A few people have contacted me to enquire about a reference for lexical density in order to include it in a report, a written assignment, or similar. Unfortunately, there is no reference for lexical density as such. It is a well-known measure of lexical variation which is used in many linguistic analyses. If you search the internet for ‘lexical density’ you will find several of these. I do not know who was the first person to use a measure of lexical density in a study but it is now well-known and, as it is in the public domain, no one really references its use anymore in articles, reports, and so on.

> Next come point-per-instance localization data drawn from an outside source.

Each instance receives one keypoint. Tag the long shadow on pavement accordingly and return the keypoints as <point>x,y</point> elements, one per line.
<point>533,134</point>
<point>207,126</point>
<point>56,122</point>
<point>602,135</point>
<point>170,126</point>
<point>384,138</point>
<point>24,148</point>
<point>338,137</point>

However, the book that I often refer to for definitions is:

  • Biber, D., Conrad, S. and Leech, G. (2002) The Longman Student Grammar of Spoken and Written English Harlow: Longman. [ISBN: 0 582 237262]. I have found this to be a useful reference text, as it is a corpus-based reference work, i.e. the findings are based on an analysis of real world written and spoken texts.

There is also some information about lexical density to be found in:

  • Hewings, A., Painter, C., Polias, J., Dare, B. and Rhys, M. (2005) Getting Started: Describing the Grammar of Speech and Writing Book 1, E303 English Grammar in Context. Milton Keynes: Open University Press. pp50-52.